Curb appeal has a dramatic impact on the way a home appears to everyone who sees it from the vantage point of the street. If you are selling your home, from a real estate valuation perspective, curb appeal must be geared towards the prospective buyers.
In a buyer’s market, curb appeal is even more crucial since there are many other homes on the market competing for attention. It makes sense to invest in making certain improvements so these prospective buyers don’t keep driving by when they pull up in front and are disappointed.
Just as the inside of the home is ‘staged’, the landscape can also be staged. The underlying premise is to not only appeal to buyer’s emotions, but deal with practical aspects as well.
Here are some tips:
1) Remove overgrown vegetation that blocks a clear view of the home, the front door or otherwise takes away from an open, welcoming feel as seen from the street
2) Remove all the clutter by taking out shrubs and trees that do nothing to enhance the property
3) Clean up, prune trees and shrubs and remove any dead growth
4) Enhance the front door and/or path leading to the main entrance by adding color or walkways
5) Fix or repair any obvious flaws that take away from the appearance of being well maintained
6) If there is a lawn, make sure it’s as nice as you can get it by dealing with brown spots and fertilizing it to make it lush and green weeks before you put the home on the market
Once you get your prospective buyers out of the car and into the home, you don’t want to disappoint them by neglecting the backyard.
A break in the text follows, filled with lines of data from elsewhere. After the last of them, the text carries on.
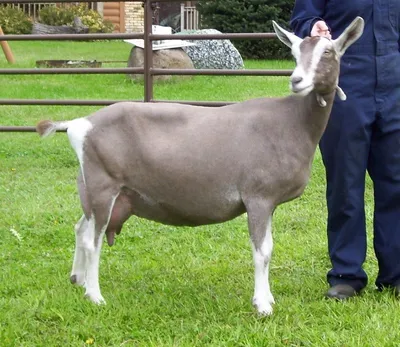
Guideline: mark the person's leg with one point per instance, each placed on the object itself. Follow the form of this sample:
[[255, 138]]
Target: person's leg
[[384, 169], [345, 149]]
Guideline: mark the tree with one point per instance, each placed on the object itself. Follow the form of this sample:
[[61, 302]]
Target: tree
[[248, 16]]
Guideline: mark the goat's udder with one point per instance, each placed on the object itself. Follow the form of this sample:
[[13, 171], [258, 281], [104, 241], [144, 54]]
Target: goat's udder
[[121, 211], [110, 234]]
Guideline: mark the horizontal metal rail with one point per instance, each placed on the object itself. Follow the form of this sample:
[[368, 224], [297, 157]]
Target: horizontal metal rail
[[222, 72], [153, 71], [126, 36], [89, 102], [70, 71], [74, 37]]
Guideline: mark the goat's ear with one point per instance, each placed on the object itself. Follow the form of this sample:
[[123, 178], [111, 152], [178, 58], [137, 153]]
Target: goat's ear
[[286, 37], [349, 36]]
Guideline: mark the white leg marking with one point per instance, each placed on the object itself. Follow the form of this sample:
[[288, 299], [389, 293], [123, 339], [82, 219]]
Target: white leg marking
[[263, 298], [77, 131], [92, 252], [92, 255], [78, 272]]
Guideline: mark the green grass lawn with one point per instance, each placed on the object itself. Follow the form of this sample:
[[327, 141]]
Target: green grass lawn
[[164, 286]]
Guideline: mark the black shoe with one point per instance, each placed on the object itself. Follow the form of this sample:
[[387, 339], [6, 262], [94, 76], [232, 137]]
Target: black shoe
[[341, 292], [397, 290]]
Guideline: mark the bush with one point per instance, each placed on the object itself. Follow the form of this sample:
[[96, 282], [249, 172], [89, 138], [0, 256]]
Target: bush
[[53, 15], [248, 16], [14, 21]]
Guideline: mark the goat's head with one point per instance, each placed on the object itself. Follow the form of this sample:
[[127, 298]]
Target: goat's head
[[318, 59]]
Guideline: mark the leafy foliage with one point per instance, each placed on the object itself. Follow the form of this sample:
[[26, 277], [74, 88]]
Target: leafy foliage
[[14, 21], [248, 16], [54, 15]]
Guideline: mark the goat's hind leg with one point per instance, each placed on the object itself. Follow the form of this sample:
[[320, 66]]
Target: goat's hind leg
[[78, 272], [260, 220]]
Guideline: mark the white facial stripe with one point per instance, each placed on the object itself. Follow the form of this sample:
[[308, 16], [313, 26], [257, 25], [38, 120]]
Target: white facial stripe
[[319, 50], [296, 50], [306, 85]]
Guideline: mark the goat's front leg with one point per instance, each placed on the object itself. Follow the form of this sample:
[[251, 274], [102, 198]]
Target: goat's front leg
[[78, 272], [260, 222], [93, 240]]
Be consistent with fixing problem areas, pruning overgrown shrubs and covering the ground with either gravel or new sod so it appears finished yet allows the buyers to visualize living there or perhaps customizing things to their liking.
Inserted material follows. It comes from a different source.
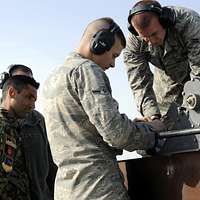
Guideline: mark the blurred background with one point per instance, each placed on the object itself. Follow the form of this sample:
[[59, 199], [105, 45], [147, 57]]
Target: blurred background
[[41, 33]]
Think of the outside landscape as just another space that needs to be ‘staged’. Put all personal items such as kids toys, rusty bbqs and tools behind closed doors. Remove all yard art that the buyer may not find so amusing as you do.
Stand out on the curb and imagine you are looking at the home for the first time just as a prospective buyer would. This is the home’s first impression. What do you feel? Would you enter the landscape into a “best on the block” contest? Does the landscape enhance the appearance of the home? Does the landscape have an overall ‘neglected’ feel to it as if the current owners didn’t really value having nice landscaping?
Most all sellers who are in the position of dealing with their front landscape curb appeal invariably say they don’t want to spend a lot of money. I deal with this all the time and the solution is not necessarily the cost, but the value of what is actually done to the property. Often, the simplest things can make a big difference.
Someone who sees the problem areas from a designer’s perspective and who has knowledge of plant materials, curb appeal principles and real estate awareness is the key to providing the best solutions to making your home a property with great curb appeal.
Curb appeal is an emotional response that is difficult to measure. One thing is for sure though. Properties that we have created curb appeal or otherwise enhanced, have sold more quickly than others according to feedback I have received from the listing agents.